There are many types of weatherstripping out there. Below we give you a breakdown of three common types used by DIY homeowners.


  • Available in plain or reinforces with a flexible metal strip.
  • Felt is stapled, glued, or tacked into place.
  • Used around a door or window. 
  • Affordable and easy to install.
  • Not as durable and least effective at preventing airflow loss. 
  • Should not use where it will be exposed to moisture or friction.
  • Very visible. May look unsightly.


  • Vinyl holds up well and resists moisture but costs more.
  • Vinyl is a self-stick plastic that's folded in a V-shape to bridge a gap. The material presses against the sides of the crack to block drafts.
  • It is best used inside the track of a double-hung or sliding window and for the tops and sides of doors.
  • Can be difficult to install because corners have to be really tight.
  • The bronze version is nice for older homes.

Metals (V Strip or Tension Seal style):

  • Metal strips are affordable and last for years. 
  • Metals look nice on older homes where vinyl may seem out of place.
  • Durable metal strip folded into a "V" shape that springs open to bridge gaps.
  • Used along the sides of a double-hung or sliding window and for the tops and sides of doors.
  • You cut this DIY weatherstripping with scissors and then peel and stick, or install it with finishing nails.

Tips for foam outlet and switch gaskets:

  • Turn off electricity at the circuit box for the area before starting.
  • Buy your insulating gaskets from your home improvement center versus making your own. (Purchase ones that match your plate design.)
  • Covers should be installed snug with the gaskets, or you'll still lose airflow.
  • Consider repairing openings that are bigger than the cover plates to increase air control. You can add spray foam insulation or caulking to fill gaps.
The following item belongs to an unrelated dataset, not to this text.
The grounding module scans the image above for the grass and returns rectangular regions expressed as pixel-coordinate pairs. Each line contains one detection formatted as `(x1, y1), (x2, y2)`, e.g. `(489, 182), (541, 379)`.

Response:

Caulking tips and useful information:

  • Caulking compounds vary in strength, properties, and prices.
  • Clean up water-based caulk with water.
  • Clean up solvent-based caulk with solvent. 
  • Some pressurized cartridges do not require caulking guns.
  • Do your research and choose the right caulk for the surface you're sealing.
  • The best time to caulk is during dry weather when the outdoor temperature is above 45℉ or 7.2℃. 

Welcome Professional Help

Sometimes, air leaks are hard to locate, and you're not sure what you should do. If this is the case, hire a professional to come in and perform an energy evaluation on your home. 

With your inspection, you'll find out where your air leaks are, and the inspector will present you with all the requirements needed to bring your home to top energy efficiency level. 

Even if you’re able to patch the airflow leaks you locate on your own, consider scheduling an HVAC inspection and duct cleaning. You’ll soon be breathing cleaner air and have peace of mind knowing your system is running smoothly. 

When it comes to fixing your home’s airflow leaks, here are some instances you’re better off hiring a professional instead of patching it up yourself.

  • During your inspection, you discover your roof leaks, and your insulation is water-saturated.
  • When the location has excessive wiring close to the insulation, that may cause a fire.
  • Your attic has insufficient air ventilation.
  • Air loss around recessed light fixtures. These are close to insulation.
  • If you discover you need insulation blown-in or large-scale foam air sealing. These jobs require special tools and specialized training.
  • Any type of patching jobs in which you’re inexperienced with handling or feel nervous about. 


By following these steps, you’ll be able to enjoy lower heating and cooling costs, as well as feel more comfortable in your home. Not only will you save on your energy bills, but you’ll increase your home’s value by fixing the airflow issues.